Der Koalition werden auch in Zukunft Zumutungen nicht erspart bleiben
So plädierte der Chef der Unionsfraktion lieber für größere Um- und Vorsicht beim wechselseitigen Zumuten in der Zukunft. Das wird den drei Parteien nicht erspart bleiben. Denn sie wollen das Land von dem vielgestaltigen Ballast befreien, der es in die Tiefe zieht, haben dabei aber mitunter sehr unterschiedliche Ansichten über die Probleme und deren Lösungen. Das war bereits in den Koalitionsverhandlungen deutlich geworden, in denen die SPD mehr für sich herausgeholt hatte, als sie es sich nach ihrem desaströsen Wahlergebnis hatte erhoffen können.
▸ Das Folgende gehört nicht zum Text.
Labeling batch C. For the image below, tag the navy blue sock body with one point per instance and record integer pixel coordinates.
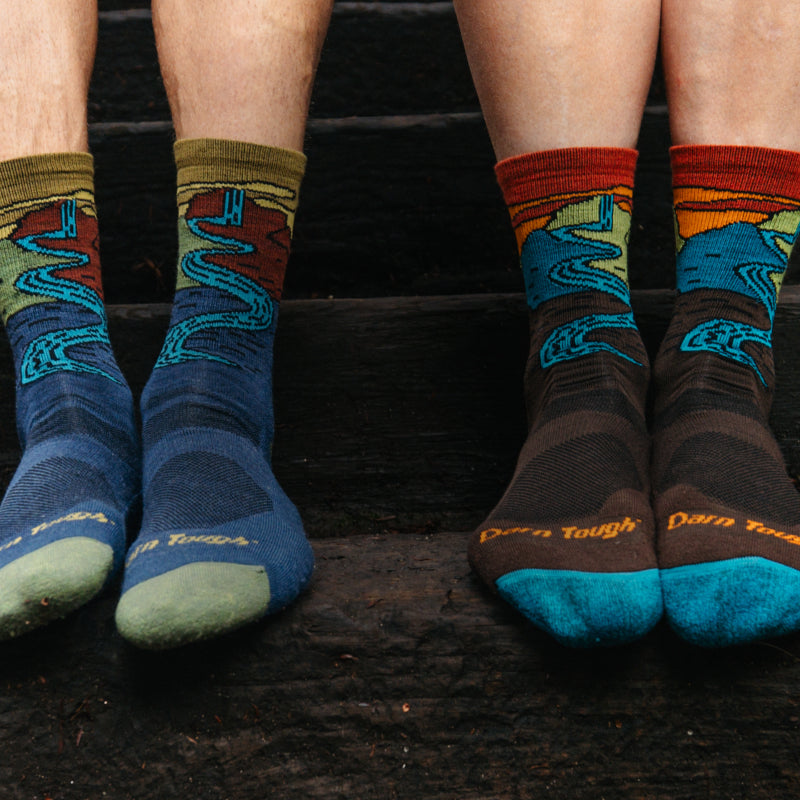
(63, 518)
(221, 545)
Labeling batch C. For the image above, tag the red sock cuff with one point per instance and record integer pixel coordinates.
(579, 169)
(760, 170)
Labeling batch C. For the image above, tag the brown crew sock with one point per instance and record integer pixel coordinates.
(728, 517)
(570, 544)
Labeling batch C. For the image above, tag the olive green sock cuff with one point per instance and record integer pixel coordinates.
(226, 161)
(43, 177)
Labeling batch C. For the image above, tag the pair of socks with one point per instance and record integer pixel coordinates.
(220, 544)
(596, 537)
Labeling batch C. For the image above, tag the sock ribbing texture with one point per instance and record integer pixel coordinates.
(221, 545)
(570, 544)
(728, 516)
(63, 518)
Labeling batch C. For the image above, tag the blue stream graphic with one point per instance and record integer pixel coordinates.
(725, 337)
(196, 266)
(576, 274)
(47, 353)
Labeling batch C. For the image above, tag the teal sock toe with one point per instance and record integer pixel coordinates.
(50, 582)
(586, 609)
(191, 603)
(732, 602)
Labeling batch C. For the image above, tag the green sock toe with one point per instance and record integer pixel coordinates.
(191, 603)
(50, 582)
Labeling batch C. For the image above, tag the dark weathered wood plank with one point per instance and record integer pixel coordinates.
(396, 676)
(390, 206)
(405, 413)
(379, 58)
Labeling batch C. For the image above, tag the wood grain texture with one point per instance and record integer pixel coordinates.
(396, 676)
(405, 414)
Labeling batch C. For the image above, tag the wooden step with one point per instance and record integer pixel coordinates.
(379, 58)
(390, 206)
(398, 675)
(405, 414)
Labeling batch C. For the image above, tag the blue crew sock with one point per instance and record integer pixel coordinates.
(571, 542)
(221, 545)
(728, 516)
(63, 518)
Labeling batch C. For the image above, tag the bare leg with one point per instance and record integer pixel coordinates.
(240, 70)
(734, 95)
(554, 75)
(220, 544)
(46, 62)
(62, 520)
(732, 72)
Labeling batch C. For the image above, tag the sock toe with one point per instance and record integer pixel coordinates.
(584, 609)
(732, 602)
(50, 582)
(193, 602)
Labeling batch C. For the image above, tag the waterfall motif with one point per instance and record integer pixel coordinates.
(197, 266)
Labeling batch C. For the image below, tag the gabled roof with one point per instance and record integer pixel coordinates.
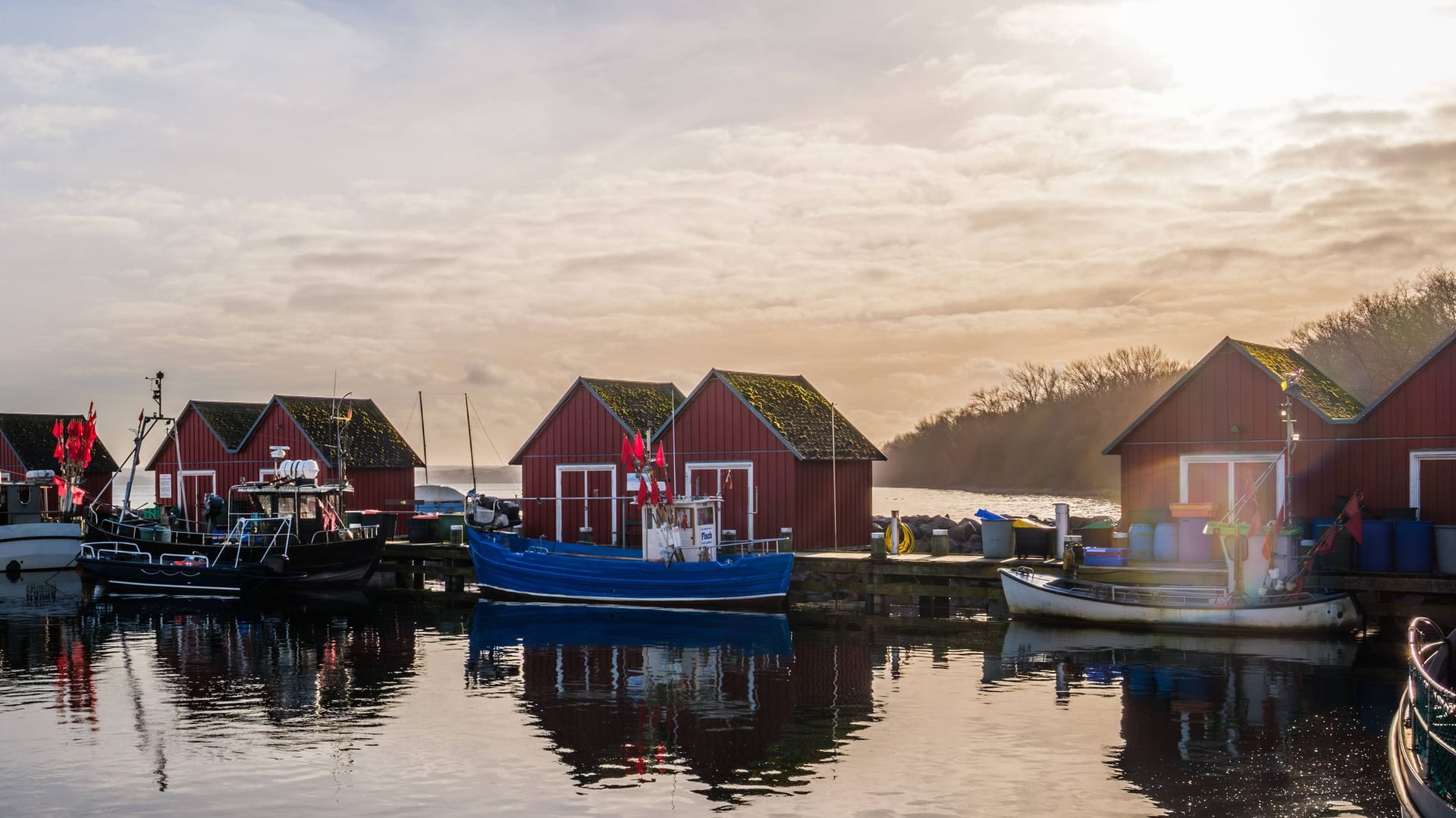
(31, 438)
(372, 440)
(229, 419)
(639, 406)
(1316, 390)
(799, 415)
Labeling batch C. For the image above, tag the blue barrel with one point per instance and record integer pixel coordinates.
(1193, 544)
(1141, 539)
(1165, 542)
(1376, 549)
(1414, 545)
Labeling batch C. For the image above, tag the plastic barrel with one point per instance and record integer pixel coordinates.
(1193, 544)
(1141, 539)
(1378, 546)
(1446, 549)
(1414, 542)
(1165, 542)
(996, 537)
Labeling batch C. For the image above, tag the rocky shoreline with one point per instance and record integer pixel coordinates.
(965, 534)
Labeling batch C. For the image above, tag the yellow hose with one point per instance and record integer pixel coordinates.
(906, 539)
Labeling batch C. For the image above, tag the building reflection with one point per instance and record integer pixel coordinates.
(628, 694)
(1216, 726)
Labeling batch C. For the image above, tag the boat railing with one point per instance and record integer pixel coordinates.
(1432, 707)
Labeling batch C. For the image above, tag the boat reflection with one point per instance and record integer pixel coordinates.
(629, 694)
(1201, 716)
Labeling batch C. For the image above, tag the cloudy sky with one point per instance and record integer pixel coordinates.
(896, 199)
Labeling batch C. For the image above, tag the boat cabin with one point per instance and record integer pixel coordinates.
(27, 501)
(689, 536)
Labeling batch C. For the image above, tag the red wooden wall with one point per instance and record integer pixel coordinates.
(1331, 459)
(582, 431)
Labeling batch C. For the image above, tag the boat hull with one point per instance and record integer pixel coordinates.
(1417, 800)
(541, 574)
(1033, 596)
(329, 563)
(162, 578)
(39, 546)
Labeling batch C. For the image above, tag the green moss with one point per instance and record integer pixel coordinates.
(801, 415)
(639, 405)
(1318, 389)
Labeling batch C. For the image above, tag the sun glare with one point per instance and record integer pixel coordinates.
(1242, 53)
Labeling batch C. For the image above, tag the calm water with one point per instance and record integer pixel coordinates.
(373, 705)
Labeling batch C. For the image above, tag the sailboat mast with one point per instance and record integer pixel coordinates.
(469, 437)
(424, 444)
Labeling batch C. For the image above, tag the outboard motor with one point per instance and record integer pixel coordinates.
(492, 514)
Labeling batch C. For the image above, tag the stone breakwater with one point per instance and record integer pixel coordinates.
(965, 536)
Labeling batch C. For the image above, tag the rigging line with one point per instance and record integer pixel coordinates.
(487, 434)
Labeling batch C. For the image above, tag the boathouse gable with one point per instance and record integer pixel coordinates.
(28, 443)
(573, 476)
(769, 447)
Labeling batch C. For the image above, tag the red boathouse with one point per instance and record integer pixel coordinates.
(1220, 425)
(780, 454)
(220, 444)
(571, 466)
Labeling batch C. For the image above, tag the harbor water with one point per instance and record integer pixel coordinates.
(379, 704)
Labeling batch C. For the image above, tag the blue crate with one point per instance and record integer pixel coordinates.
(1106, 558)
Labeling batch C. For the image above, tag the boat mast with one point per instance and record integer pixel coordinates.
(469, 437)
(424, 444)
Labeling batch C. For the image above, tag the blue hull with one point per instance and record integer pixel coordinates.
(544, 569)
(541, 625)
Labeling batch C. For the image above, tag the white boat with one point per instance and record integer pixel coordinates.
(34, 536)
(1423, 738)
(1178, 607)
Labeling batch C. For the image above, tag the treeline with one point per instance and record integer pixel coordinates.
(1043, 430)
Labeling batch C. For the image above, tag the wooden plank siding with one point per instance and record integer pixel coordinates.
(1370, 453)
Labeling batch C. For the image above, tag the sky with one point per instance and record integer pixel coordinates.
(896, 199)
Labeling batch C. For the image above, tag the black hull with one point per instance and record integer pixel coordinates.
(332, 563)
(155, 578)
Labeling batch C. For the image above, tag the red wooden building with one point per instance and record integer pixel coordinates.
(28, 444)
(218, 444)
(780, 454)
(1219, 427)
(571, 466)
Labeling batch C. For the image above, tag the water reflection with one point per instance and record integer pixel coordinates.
(1218, 726)
(628, 694)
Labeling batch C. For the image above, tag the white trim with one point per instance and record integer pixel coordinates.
(584, 468)
(1231, 459)
(720, 466)
(1417, 456)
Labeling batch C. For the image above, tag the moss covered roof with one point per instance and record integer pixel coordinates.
(1315, 386)
(229, 419)
(639, 405)
(801, 417)
(372, 440)
(31, 438)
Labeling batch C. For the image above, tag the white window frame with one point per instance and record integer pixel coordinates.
(1231, 459)
(1417, 457)
(718, 466)
(584, 468)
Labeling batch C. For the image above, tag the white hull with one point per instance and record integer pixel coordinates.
(39, 546)
(1037, 596)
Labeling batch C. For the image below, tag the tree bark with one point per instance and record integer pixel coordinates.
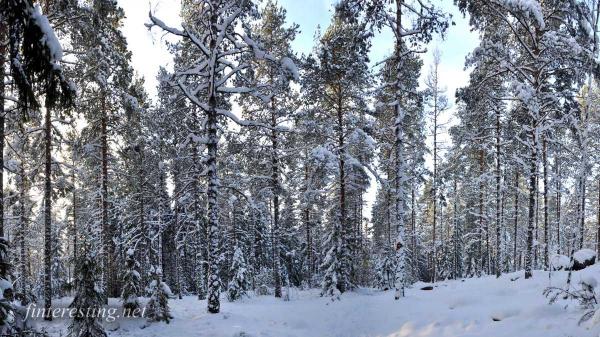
(516, 221)
(275, 186)
(545, 167)
(498, 181)
(532, 203)
(48, 215)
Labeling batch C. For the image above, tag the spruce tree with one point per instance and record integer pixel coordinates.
(131, 282)
(158, 306)
(239, 283)
(88, 296)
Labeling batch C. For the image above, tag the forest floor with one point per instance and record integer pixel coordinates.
(484, 307)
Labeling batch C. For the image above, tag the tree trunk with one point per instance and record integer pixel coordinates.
(558, 204)
(516, 221)
(532, 203)
(498, 181)
(107, 236)
(48, 215)
(2, 118)
(400, 275)
(275, 190)
(545, 167)
(342, 181)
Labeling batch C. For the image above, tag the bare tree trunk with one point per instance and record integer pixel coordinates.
(107, 236)
(400, 274)
(498, 181)
(598, 228)
(22, 226)
(2, 118)
(545, 167)
(532, 193)
(309, 247)
(275, 190)
(48, 215)
(342, 181)
(558, 204)
(516, 221)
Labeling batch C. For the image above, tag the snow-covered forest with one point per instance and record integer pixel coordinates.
(261, 191)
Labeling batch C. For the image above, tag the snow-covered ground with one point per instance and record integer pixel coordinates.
(474, 307)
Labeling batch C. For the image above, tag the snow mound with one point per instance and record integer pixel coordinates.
(583, 255)
(560, 262)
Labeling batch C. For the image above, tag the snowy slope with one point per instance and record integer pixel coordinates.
(453, 308)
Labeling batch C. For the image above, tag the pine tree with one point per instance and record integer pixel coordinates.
(207, 31)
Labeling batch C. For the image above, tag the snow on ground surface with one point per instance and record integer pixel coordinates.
(483, 307)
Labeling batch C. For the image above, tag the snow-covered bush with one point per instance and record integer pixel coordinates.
(560, 262)
(583, 258)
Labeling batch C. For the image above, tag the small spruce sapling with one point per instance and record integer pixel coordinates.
(131, 282)
(158, 306)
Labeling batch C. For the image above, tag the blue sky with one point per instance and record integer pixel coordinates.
(150, 52)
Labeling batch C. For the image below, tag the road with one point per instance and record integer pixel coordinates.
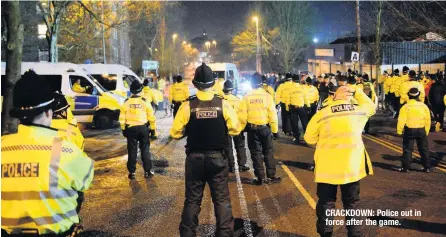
(116, 206)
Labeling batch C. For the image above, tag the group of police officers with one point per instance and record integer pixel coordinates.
(45, 172)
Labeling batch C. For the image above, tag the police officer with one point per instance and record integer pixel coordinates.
(239, 141)
(66, 128)
(313, 97)
(209, 120)
(137, 123)
(281, 93)
(415, 122)
(179, 92)
(43, 176)
(257, 114)
(336, 131)
(297, 101)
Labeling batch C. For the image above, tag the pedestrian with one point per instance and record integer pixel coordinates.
(313, 95)
(415, 122)
(340, 155)
(436, 93)
(138, 124)
(209, 120)
(239, 141)
(43, 176)
(297, 102)
(67, 130)
(281, 92)
(258, 116)
(179, 92)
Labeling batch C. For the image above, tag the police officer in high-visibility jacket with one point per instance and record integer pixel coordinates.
(179, 92)
(239, 141)
(258, 115)
(297, 102)
(414, 122)
(340, 156)
(281, 92)
(411, 83)
(209, 120)
(138, 123)
(313, 95)
(43, 176)
(67, 130)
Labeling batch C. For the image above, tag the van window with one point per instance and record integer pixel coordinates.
(108, 81)
(85, 85)
(230, 75)
(128, 79)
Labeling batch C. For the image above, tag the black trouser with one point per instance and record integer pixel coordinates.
(260, 144)
(201, 168)
(438, 111)
(286, 122)
(313, 110)
(176, 106)
(327, 199)
(239, 144)
(296, 113)
(410, 136)
(138, 134)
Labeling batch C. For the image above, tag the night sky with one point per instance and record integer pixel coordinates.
(224, 19)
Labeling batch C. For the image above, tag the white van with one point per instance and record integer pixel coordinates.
(93, 106)
(226, 71)
(115, 78)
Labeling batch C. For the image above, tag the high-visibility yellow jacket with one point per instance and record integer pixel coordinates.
(183, 116)
(282, 90)
(257, 107)
(340, 155)
(406, 86)
(148, 95)
(296, 96)
(414, 114)
(179, 92)
(41, 177)
(69, 131)
(233, 100)
(313, 93)
(78, 88)
(136, 111)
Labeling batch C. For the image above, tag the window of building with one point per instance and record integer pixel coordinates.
(41, 29)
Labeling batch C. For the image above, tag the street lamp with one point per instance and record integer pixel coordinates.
(258, 55)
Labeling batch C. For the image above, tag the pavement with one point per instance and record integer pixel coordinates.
(116, 206)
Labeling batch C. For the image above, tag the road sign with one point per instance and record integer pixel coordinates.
(355, 57)
(149, 65)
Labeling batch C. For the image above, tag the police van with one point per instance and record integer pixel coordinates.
(114, 78)
(95, 105)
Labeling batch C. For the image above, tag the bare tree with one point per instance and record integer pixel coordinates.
(14, 52)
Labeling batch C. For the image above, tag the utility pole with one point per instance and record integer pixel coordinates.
(358, 35)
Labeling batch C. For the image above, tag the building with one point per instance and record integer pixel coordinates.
(419, 51)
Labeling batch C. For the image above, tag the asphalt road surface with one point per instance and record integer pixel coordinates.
(116, 206)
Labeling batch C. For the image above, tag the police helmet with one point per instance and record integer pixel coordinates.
(256, 80)
(26, 104)
(228, 86)
(136, 87)
(203, 77)
(405, 69)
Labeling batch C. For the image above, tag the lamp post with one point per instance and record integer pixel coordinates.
(258, 54)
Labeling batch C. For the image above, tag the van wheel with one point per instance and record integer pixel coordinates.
(103, 120)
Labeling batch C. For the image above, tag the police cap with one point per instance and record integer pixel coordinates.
(135, 87)
(203, 77)
(28, 104)
(228, 86)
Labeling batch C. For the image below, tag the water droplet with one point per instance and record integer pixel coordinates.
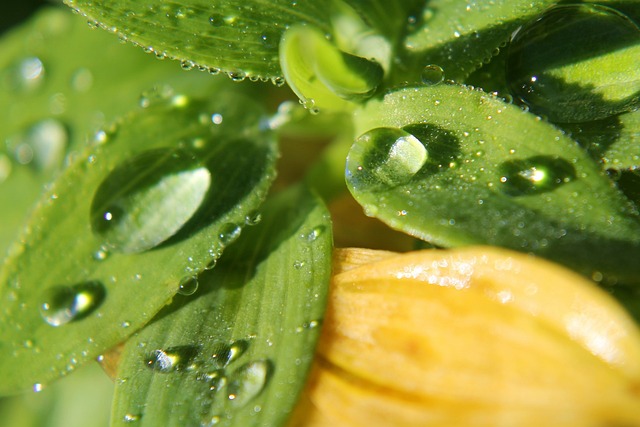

An der nun abermals von allen Seiten beschworenen Geschlossenheit – und dem dafür nötigen Management – fehlt es freilich auch schon im Unionslager. Das zeigten sowohl der Fall Brosius-Gersdorf als auch die Debatte über die Entscheidung des Kanzlers zu den Waffenlieferungen an Israel, die in seine Richtlinienkompetenz fiel. Wollte die Union nur von Scholz Führung?
Spahn sagt, es sei, wenn es unterschiedliche Einschätzungen gebe in der Union und der Unionsfraktion, seine Aufgabe, zusammenzuführen. Das sei auch gelungen. In Erinnerung bleibt freilich, dass er nach röhrendem Schweigen Merz’ Entscheidung zunächst allenfalls für „vertretbar“ erklärte. Eine große Hilfe ist der Fraktionsvorsitzende dem Kanzler bisher nicht, der sicher auch noch nicht vergessen hat, dass er am 6. Mai im ersten Wahlgang im Bundestag durchfiel.